OYUNUN HAKKI BİR PUAN DEĞİLDİ. Beşiktaş 1 – Trabzonspor 1
Samet Hoca Fenerbahçe maçından çok farklı bir kadro ile sahaya çıkmıştı. Fenerbahçe maçında Kuyt tarafından burnu kırılan Necip ile kart cezalısı durumuna düşen Veli zorunlu olarak kadro dışı kalırken, Olcay ve Escude ise yedekler arasındaydı. Sahaya çıkan kadroya ilk göz attığımızda Batuhan ile Almeida’yı görünce Beşiktaş’ın ilk kez çift santraforla oynayacağını düşünmüştük. Ancak oyun başlar başlamaz Almeida’nın sol açık oynadığını, Batuhan’ın ise tek santrafor olarak görev yaptığını gördük. Samet Hoca’nın sahaya sürdüğü kadronun görev dağılımı şöyle idi: Kalede McGregor, defansın göbeğinde Sivok ve Ersan Gülüm ikilisi, sol bekte Uğur, sağ bekte Hilbert, onların hemen önünde İbrahim Toraman, Oğuzhan ve Fernandes, onların önünde ise sol kanatta Almeida, sağ kanatta Holosko ve santraforda Batuhan görev yapıyordu.
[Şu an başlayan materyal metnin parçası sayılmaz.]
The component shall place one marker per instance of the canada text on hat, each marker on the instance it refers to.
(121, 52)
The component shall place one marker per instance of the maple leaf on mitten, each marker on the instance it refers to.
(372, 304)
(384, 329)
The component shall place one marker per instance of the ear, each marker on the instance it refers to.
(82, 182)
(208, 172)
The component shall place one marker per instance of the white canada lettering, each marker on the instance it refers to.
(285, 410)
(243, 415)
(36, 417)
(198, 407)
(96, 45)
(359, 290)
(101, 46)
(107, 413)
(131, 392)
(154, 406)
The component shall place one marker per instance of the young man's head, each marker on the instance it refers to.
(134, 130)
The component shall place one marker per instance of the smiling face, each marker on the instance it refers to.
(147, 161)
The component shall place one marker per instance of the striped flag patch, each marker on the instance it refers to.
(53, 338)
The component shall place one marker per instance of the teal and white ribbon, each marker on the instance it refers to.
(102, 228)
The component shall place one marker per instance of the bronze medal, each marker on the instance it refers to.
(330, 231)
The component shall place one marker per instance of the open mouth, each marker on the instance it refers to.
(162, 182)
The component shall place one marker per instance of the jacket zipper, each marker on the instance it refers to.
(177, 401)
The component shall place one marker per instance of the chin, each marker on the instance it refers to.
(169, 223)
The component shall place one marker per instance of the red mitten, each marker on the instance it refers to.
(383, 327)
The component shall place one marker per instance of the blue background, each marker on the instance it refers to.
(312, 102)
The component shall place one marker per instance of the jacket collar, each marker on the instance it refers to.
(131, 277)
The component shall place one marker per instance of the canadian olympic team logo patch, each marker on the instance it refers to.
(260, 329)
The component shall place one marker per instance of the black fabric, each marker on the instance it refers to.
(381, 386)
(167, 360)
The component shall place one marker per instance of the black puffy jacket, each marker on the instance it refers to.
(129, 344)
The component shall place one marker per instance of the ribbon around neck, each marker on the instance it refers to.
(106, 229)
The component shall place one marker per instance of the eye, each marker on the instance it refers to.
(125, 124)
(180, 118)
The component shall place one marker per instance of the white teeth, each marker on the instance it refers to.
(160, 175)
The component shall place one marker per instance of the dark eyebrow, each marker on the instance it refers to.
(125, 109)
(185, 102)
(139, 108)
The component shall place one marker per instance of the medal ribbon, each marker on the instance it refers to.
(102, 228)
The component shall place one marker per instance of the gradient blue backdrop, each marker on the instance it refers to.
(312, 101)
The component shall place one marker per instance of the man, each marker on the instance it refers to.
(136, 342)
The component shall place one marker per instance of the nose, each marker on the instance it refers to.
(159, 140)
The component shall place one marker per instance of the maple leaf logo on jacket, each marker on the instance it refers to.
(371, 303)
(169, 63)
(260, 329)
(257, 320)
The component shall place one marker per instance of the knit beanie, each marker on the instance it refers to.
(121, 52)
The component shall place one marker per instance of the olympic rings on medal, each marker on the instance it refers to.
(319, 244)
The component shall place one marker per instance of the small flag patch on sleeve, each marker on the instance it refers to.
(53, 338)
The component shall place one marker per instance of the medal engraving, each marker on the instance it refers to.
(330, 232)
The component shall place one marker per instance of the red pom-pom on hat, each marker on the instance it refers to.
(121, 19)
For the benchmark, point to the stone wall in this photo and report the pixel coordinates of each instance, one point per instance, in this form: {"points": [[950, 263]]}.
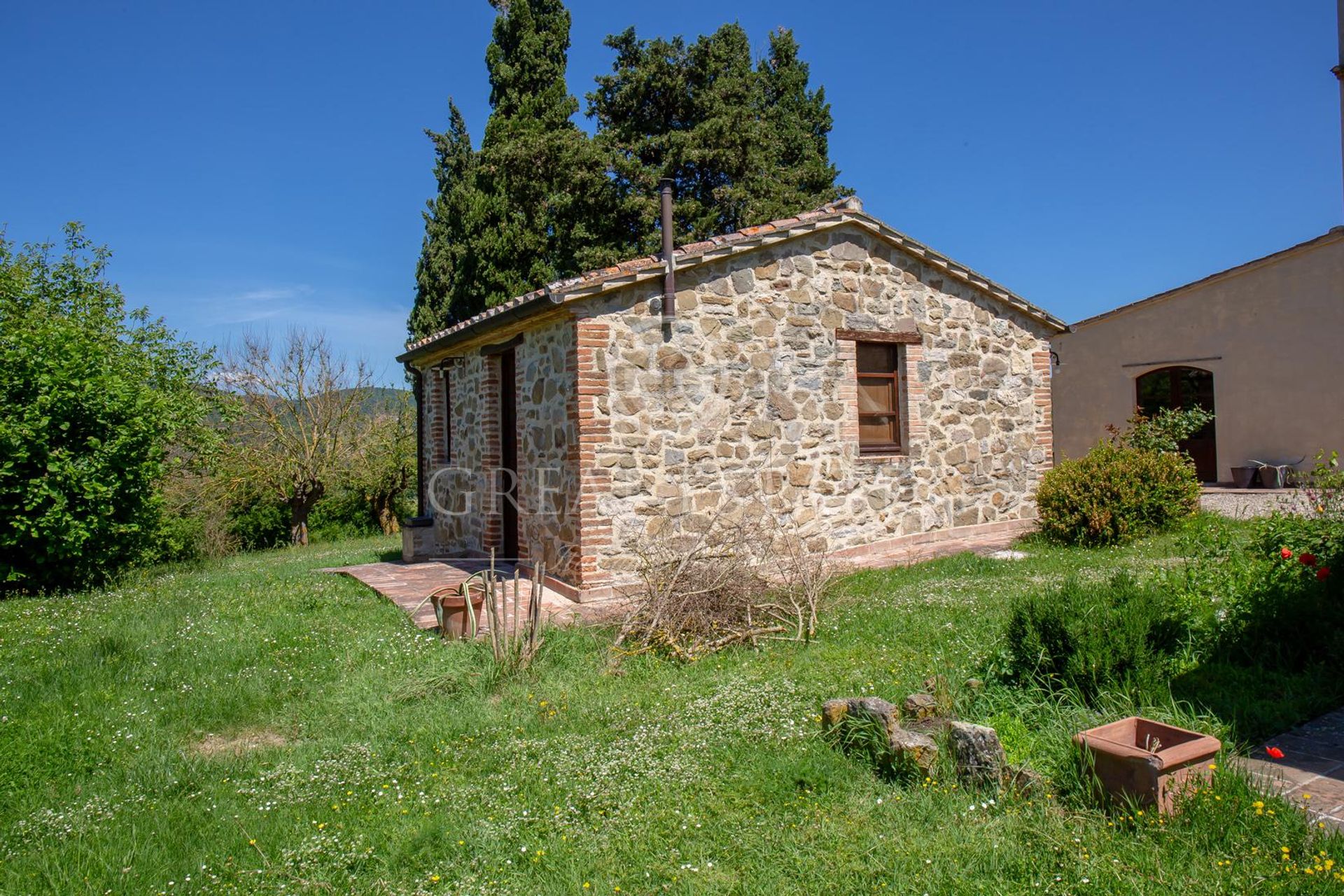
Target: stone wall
{"points": [[547, 481], [752, 394]]}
Trabzonspor gibi orta sahasını kalabalık tutan takımlara karşı böyle bir düzende oynamak çok büyük hataydı. Nitekim koskoca bir ilk yarı boyunca Beşiktaş pek bir varlık gösteremedi, çok az gol pozisyonu üretebildi. Maçın ilk gol pozisyonunu Trabzonspor bir serbest atış esnasında buldu. Altı pasa ortalanan topu McGregor çift yumrukla uzaklaştırmak istedi. Top Bamba’nın kafasına çarparak kaleye yöneldi ancak az farkla avuta gitti. Bu pozisyondan birkaç dakika sonra, orta sahadan kaptığı topla rakip kaleye doğru yönelen Oğuzhan, sol çaprazda Almeida’yı topla buluşturdu. Almeida pozisyonda ağır kalınca Trabzonsporlu Zeki araya girdi ve topun kornere gitmesine neden oldu.
İlk yarının en net gol pozisyonlarından biri 23.dakikada Fernandes tarafından yaratıldı. Rakip yarı sahasının ortasında kaptığı topla ceza sahasına yönelen Fernandes bir anda üç rakip oyuncuyu oyundan düşürerek kaleci ile karşı karşıya kaldı. Ancak topa istediği gibi vuramayınca top kaleci Onur’da kaldı. İlk yarının bir başka net pozisyonun kahramanı ise Oğuzhan’dı. Otuz dokuzuncu dakikada Batuhan’dan aldığı pasa ceza sahası dışından çok sert vurdu, top çok az bir farkla avuta gitti. Beşiktaş yaşanan bu pozisyonların dışında ilk yarıda çok fazla bir varlık gösteremedi.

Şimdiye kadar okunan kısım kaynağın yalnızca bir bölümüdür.